Animal Related Injuries
All animals, if sufficiently provoked, will make their displeasure felt. The risk of incurring an injury from an animal can be minimised by :

  • Wearing appropriate protective clothing and especially gloves. The clothing may range from a laboratory coat to a full change of clothing, including mask, cap and gloves and overshoes dependent upon the hazard.
  • Handling the animal in a manner which will not hurt or frighten it. Treat animals with kindness and consideration and you will be rewarded with their trust.
  • Providing and using properly designed and maintained equipment to restrain the animals.
  • Using sedative drugs where appropriate.

Any bite, scratch or cut, however trivial, received in an animal house must get immediate treatment. Clean the affected area and cover it. See medical advice if there is any doubt at all about the state of health of the animal. Make a record of the nature of the injury and the steps taken to treat the injury.
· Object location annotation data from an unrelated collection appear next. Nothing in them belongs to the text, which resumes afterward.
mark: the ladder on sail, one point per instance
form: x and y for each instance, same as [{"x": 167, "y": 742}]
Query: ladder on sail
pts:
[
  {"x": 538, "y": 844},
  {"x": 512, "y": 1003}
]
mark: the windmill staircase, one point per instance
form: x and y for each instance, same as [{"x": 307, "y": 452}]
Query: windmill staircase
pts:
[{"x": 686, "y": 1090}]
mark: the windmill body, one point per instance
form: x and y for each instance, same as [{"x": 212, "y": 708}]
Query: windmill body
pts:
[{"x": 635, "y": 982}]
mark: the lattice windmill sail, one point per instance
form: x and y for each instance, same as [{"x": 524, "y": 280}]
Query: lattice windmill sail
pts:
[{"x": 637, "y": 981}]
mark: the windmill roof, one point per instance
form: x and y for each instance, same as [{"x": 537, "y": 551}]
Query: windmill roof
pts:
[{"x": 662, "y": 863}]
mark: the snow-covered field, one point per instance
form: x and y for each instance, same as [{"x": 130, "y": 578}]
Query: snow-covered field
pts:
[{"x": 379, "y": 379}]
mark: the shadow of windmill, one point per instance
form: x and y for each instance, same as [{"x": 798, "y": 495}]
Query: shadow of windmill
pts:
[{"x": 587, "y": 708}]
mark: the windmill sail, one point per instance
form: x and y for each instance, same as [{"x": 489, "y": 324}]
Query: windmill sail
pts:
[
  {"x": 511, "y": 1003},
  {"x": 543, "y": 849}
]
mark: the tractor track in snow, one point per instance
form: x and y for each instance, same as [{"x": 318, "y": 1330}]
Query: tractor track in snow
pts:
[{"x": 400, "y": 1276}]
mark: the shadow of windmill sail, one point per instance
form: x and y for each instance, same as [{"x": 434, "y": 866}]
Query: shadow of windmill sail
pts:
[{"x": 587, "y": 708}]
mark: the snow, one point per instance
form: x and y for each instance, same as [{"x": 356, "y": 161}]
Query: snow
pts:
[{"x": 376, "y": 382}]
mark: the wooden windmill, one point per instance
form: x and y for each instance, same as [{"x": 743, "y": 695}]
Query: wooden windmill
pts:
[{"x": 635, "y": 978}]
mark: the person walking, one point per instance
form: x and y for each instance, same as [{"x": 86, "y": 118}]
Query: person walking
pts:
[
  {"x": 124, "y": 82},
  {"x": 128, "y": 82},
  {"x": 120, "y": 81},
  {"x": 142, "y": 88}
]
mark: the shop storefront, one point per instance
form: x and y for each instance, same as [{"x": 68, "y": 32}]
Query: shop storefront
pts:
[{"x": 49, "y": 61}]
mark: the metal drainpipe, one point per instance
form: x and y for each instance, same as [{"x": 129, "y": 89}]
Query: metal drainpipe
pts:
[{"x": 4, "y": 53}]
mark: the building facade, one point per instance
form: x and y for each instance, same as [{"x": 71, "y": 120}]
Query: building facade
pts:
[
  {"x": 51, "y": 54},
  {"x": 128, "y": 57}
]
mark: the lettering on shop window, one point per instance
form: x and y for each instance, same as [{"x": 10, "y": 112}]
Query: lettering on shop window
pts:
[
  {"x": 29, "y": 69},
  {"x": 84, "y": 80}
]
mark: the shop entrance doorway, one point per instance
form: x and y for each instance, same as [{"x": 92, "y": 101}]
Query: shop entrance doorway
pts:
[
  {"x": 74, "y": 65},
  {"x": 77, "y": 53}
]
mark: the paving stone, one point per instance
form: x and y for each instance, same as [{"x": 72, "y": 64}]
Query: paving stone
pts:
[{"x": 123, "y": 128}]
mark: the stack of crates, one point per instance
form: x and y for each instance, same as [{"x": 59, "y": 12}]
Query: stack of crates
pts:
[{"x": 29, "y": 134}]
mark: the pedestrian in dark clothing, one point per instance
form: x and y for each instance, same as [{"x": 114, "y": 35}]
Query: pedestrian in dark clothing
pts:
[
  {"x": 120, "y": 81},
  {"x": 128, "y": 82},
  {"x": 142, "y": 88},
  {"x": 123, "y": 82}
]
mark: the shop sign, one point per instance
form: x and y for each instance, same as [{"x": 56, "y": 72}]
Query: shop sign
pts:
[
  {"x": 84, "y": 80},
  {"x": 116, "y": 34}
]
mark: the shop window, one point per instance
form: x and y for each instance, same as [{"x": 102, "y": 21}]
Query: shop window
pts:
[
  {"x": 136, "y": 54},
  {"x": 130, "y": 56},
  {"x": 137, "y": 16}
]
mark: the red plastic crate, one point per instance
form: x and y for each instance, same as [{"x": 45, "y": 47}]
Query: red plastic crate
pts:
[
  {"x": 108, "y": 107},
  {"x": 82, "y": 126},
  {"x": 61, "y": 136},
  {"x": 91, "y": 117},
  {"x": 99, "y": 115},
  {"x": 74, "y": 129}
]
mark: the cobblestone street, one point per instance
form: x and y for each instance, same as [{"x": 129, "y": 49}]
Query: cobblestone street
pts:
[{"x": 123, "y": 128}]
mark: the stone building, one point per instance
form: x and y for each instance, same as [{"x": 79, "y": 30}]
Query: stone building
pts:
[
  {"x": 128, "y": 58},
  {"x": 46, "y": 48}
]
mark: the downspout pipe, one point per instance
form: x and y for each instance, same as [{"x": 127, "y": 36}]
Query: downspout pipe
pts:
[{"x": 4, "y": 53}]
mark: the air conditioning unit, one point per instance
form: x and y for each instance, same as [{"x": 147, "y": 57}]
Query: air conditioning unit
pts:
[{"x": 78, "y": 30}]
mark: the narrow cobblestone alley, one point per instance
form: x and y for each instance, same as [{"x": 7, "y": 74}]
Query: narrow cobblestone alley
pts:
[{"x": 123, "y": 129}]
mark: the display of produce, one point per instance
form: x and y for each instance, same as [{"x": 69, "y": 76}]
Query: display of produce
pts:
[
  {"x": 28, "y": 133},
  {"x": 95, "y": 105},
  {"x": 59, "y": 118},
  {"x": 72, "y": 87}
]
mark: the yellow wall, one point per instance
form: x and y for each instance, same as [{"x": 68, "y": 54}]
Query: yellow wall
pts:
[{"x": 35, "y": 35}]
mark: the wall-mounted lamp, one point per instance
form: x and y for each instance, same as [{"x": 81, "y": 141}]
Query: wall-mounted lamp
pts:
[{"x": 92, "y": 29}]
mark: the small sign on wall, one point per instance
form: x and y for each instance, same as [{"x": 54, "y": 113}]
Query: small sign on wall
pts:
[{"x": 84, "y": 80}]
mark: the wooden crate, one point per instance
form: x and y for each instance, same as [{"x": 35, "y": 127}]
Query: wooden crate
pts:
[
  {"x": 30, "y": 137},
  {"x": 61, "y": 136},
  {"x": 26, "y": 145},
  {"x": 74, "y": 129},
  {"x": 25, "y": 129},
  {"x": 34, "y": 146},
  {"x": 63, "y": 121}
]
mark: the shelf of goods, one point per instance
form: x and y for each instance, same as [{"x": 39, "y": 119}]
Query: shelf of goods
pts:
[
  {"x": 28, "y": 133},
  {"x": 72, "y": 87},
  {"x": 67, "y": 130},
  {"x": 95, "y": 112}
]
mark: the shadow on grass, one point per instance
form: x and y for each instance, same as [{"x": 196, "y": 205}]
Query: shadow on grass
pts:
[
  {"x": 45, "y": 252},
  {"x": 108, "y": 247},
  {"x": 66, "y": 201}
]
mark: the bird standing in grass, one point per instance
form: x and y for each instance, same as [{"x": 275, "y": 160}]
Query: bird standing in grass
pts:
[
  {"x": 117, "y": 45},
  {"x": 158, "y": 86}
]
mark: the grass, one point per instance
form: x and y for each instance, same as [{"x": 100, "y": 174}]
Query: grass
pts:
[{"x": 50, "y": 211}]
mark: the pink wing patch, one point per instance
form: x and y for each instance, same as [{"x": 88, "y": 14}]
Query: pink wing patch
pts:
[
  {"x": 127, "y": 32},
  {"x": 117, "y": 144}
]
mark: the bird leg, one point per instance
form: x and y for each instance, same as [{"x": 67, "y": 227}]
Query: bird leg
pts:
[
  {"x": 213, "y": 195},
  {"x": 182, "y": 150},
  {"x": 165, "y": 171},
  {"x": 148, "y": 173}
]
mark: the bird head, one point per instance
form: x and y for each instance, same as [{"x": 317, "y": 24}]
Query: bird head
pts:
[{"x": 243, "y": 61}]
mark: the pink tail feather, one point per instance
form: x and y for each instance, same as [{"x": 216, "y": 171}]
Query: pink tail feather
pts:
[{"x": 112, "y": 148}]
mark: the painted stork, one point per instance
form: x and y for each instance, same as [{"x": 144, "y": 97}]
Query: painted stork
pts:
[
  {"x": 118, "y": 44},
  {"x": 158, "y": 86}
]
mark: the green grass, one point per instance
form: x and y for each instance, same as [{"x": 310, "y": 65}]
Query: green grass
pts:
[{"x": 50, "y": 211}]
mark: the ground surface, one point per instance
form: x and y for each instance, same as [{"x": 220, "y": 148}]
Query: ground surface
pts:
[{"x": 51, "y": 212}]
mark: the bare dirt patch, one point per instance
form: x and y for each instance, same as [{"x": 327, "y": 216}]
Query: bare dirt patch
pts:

  • Building ­ should be kept clean, tidy and in good repair. Animal rooms, corridors, storage and service areas should be swept, washed and disinfected as often as necessary to keep them clean and free from harmful contamination.
  • Wastes ­ must be collected and disposed of in a sanitary manner. Containers should be leak-proof and have tight fitting lids. Removal of waste must be on a regular basis and the storage area for waste containers prior to removal should be separate form the main building and free from vermin. If possible incinerate all waste and especially animal carcasses.
  • Pest control ­ an efficient pest control programme is essential for the effective control of flies, cockroaches, rodents and other pests. Care is needed in the use of pesticides to avoid danger to animals or staff.
  • Personal hygiene ­ is of the utmost importance in controlling the possibility of infection in staff. Ready access to showers and toilet facilities and clean protective clothing is essential. There should be adequate storage facilities for street clothes. A programme for regular medical checks for the presence of communicable diseases between animals and humans is recommended. Never eat, drink, smoke or apply cosmetics in animal rooms, there should be provided a separate staff room for these purposes. Do not wear protective clothing outside the animal facility. Wash your hands frequently, always before entering an animal room and always after leaving an animal room.

Physical Hazards
All staff should be aware of the dangers with regard to electricity, toxic or corrosive chemicals and heat. They should also ensure that they are fully aware of the safety requirements with regard to ionising radiation, especially if experiments are being conducted on animals using radioactive isotopes. Animals used for experiments using radioactive isotopes should be humanely destroyed after the experiment and the carcass should be incinerated. The ash should be collected and stored in a safe container until any danger from the isotope has passed. The incinerator will need to be checked for radioactivity before any maintenance is carried out.

UFAW Staff (1976)
The UFAW Handbook on the Care and Management of Laboratory Animals. 5th edition 1976. E. and S. Livingstone, London.

National Health and Medical Research Council (1985)
Code of Practice for the Care and Use of Animals for Experimental Purposes.
Australian Government Publishing Service, Canberra, Australia.

U.S. Department of Health and Human Services (1985)
Guide for the Care and Use of Laboratory Animals.
Public Health Service, National Institute of Health, Bethesda, Maryland 20205, U.S.A.